Le gouvernement sans assemblée que nous connaissons présentement explique son programme pour les législatives en étalant à la télévision et dans les journaux les déclarations sur les différents perrons des ministères, de Matignon ou de l’Elysée. A la volée, il clame son programme en expliquant ce qu’il désire soumettre à la prochaine assemblée.
La gauche plurielle semble plus embarrassée. Manifestement, il lui manque un chef. Elle semble encore plus éparpillée que la droite.
Plus de 8.000 candidats ajoutent à la confusion. Le flou se dissipera peut-être au soir du premier tour des élections législatives. D’ici là, personne ne sait bien qui promet quoi et qui gouvernera avec qui. Je trouve grave de ne pas connaître précisément les objectifs politiques de nos futurs législateurs.
Mais il y a surtout un point qui m’inquiète : quelle forme va prendre l’Europe ?
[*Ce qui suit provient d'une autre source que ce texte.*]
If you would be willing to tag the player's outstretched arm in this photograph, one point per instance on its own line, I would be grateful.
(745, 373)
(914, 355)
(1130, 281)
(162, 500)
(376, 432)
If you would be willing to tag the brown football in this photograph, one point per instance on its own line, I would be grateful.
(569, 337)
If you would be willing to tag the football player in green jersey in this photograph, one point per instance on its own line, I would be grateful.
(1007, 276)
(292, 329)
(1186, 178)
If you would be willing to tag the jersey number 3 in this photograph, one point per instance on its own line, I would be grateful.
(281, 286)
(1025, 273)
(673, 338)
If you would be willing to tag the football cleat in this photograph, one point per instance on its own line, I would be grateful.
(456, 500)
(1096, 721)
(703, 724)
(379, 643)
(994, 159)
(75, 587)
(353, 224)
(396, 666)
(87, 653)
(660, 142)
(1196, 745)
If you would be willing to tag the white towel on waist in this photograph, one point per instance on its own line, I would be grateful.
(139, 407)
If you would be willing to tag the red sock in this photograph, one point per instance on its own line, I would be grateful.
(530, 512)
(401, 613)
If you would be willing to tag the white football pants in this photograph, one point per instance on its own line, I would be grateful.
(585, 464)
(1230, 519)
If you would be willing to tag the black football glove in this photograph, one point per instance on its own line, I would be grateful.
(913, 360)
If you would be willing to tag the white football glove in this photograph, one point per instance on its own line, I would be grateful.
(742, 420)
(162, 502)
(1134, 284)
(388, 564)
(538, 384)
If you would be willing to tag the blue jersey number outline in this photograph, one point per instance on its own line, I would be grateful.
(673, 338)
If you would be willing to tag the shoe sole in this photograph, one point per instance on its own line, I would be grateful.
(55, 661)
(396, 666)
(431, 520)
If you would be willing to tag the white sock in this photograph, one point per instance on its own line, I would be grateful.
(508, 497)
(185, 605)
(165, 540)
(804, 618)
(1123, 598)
Monsieur Giscard préside une commission. Allons-nous recevoir le paquet de leurs projets comme un énorme cadeau-surprise qu’il nous faudra accepter faute de quoi, nous dira-t-on, nous anéantirons quarante ans de recherches, d’hésitations, et de patientes réalisations ? Je redoute que nous soyons contraints d’avaliser ce qui aura été édifié sans nous. Nous nous trouverons devant le tout ou le rien.
Je ne découvre pas dans les programmes, dans les débats télévisés, dans les colonnes des journaux, des éléments de réflexions pour nous aider à réfléchir et à faire notre choix. Je sais bien que l’Europe est une question qui fâche les Français et les divise. Ce n’est pas une raison pour la taire.
L’Europe aura-t-elle un président élu pour six ans par tous les pays, au suffrage universel ou collégial (tous les députés de tous les pays membres) ? Quel sera son pouvoir ? Avec qui gouvernera-t-il ? Quelle sera la compétence de l’Europe en matière économique, militaire, et des affaires étrangères ? Quels rapports avec les gouvernements des différents états-membres ? Qui contrôlera le président de l’Europe et ses différents et éventuels ministres ? Qui ratifiera les traités politiques ou les accords économiques avec les autres pays du monde ? Qui dialoguera avec les syndicats pour bâtir une Europe sociale homogène ? Qui préparera l’élargissement aux pays de l’Est ?
Il est bien évident que, si nous faisons l’Europe, chaque état et chaque nation perdront de leur autonomie et de leurs habitudes nationales. De plus, nous ne parlons pas la même langue et n’avons pas encore la même manière de penser.
Parce que je souhaite que l’Europe se fasse en moins de dix ans, je désire ne pas rester qu’avec mes points d’interrogation en travers de la gorge. J’aimerais que ceux et celles qui se présentent à nos suffrages descendent dans le concret de l’édification de l’Europe et nous donnent un échéancier des prochaines étapes. Quelles sont leurs propres options ?
Je n’ai qu’ébauché cet immense problème et j’aimerais que les politiques et les syndicalistes m’aident à formuler mon jugement et me demandent mon avis avant qu’il ne soit trop tard pour faire des remarques édificatrices. La démocratie me semble l’exiger.
Qu’en pensez vous ? Notre Tricot n’est ni à Paris, ni à Bruxelles, ni à Strasbourg, mais il a le devoir de former son jugement.